Industry expert Julian Baim, chief research officer of print rating service MRI describes the evolution of circulation and audience measurement.
Q: How would you describe what MRI does in 3 sentences or less?
A: We’re a print rating service for the top 200+ magazines and national newspapers, and we are a single source database for multimedia [consumer] behavior.
Q: What makes MRI’s research useful for circulation marketers?
A: We now have an issue-specific study, which looks at the variability or performance of each issue of the circulator’s magazine. Circulation marketers can evaluate the performance of these issues — the audience data — against the circulation figures provided by the Audit Bureau of Circulations or the Business Publishers Association. With that, they can look at different drivers of audience, such as cover lines, celebrity appeal, even the color of the covers, to see what might be driving people to read an issue.

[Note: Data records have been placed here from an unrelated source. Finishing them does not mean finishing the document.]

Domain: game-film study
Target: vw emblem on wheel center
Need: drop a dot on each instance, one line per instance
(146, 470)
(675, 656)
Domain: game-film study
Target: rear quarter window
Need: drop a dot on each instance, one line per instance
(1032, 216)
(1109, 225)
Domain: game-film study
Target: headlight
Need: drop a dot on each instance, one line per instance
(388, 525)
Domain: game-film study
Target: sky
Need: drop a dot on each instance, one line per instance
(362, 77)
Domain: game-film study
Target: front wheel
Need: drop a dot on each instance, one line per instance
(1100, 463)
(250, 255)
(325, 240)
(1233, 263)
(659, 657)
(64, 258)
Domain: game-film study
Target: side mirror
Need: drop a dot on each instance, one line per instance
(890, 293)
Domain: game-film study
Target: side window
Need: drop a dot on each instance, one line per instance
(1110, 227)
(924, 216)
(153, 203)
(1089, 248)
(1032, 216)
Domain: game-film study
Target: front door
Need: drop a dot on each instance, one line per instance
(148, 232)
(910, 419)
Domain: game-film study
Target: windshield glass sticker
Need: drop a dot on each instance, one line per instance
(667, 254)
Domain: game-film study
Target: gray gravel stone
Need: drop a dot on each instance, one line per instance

Q: How do circulation measurement and audience measurement work together?
A: Circulation will always have a role because magazines have to document that they are selling copies. However, magazines have to compete against other media, and they have to compete on common metrics. There is no such thing as circulation for TV or the Internet — what you are looking at is actual viewers or hits. To that degree, circulation measurement has to take something of a backseat to audience measurement if magazines are going to compete successfully.
Q: Has your data collection method changed over the years?

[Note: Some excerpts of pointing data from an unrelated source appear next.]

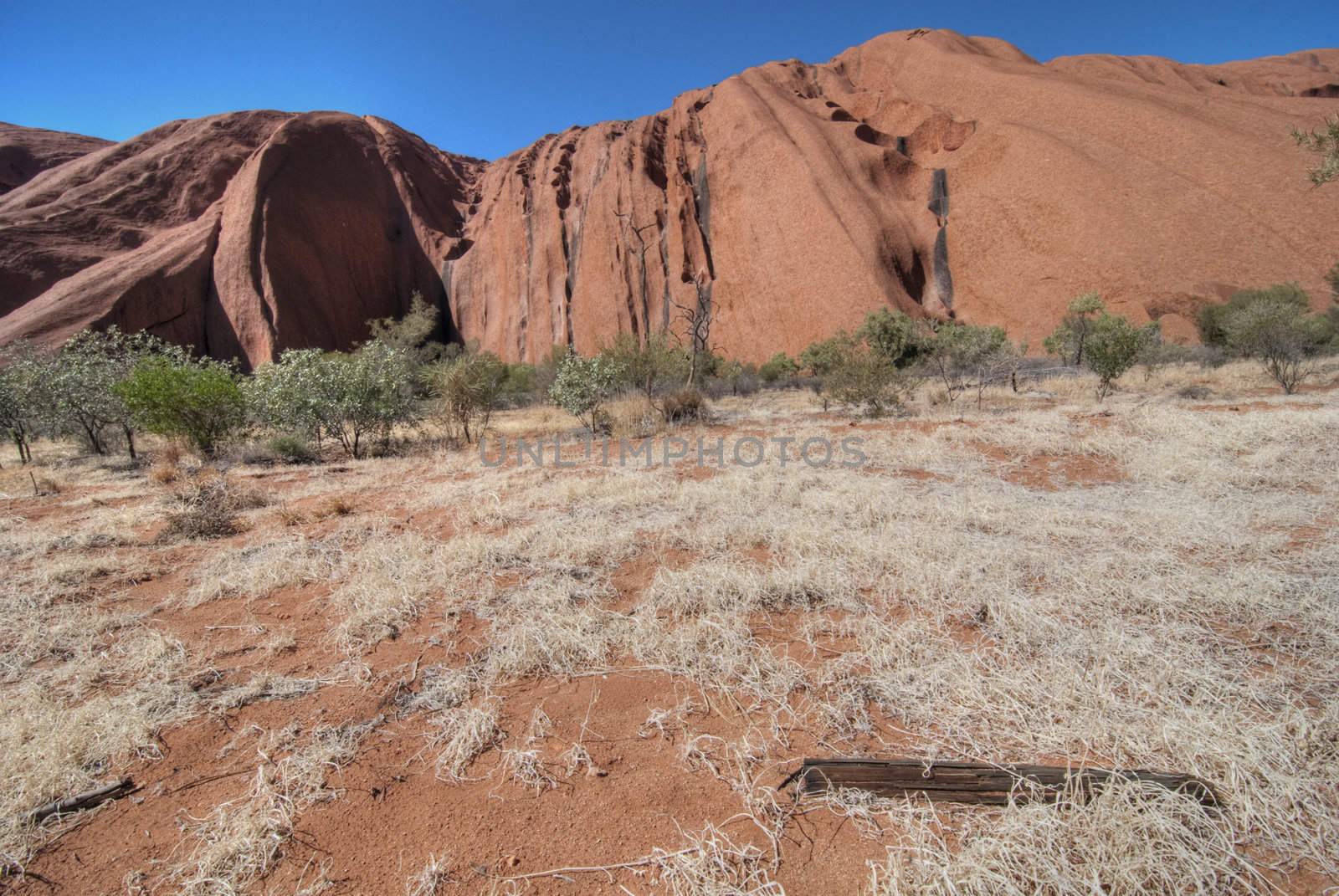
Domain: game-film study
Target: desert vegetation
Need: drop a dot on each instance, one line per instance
(330, 648)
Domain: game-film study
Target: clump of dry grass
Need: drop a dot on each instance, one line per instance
(239, 842)
(209, 504)
(716, 865)
(462, 735)
(1131, 837)
(432, 878)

A: It has changed. The foundation study for MRI is conducted in-person with 26,000 subjects a year. But that does not get to the granularity of issue-specific data or noting the ads in the magazine. For that reason, we have added Internet surveys — 300,000 to 400,000 a year — to augment the in-person survey.
Q: What is the next step for magazine measurement?
A: We introduced “Admeasure” in June, which is a measurement of the number of people who note the ads within a particular issue of a magazine. We combine that with issue-specific measures and our national study to provide measurement on the audience of people for each ad.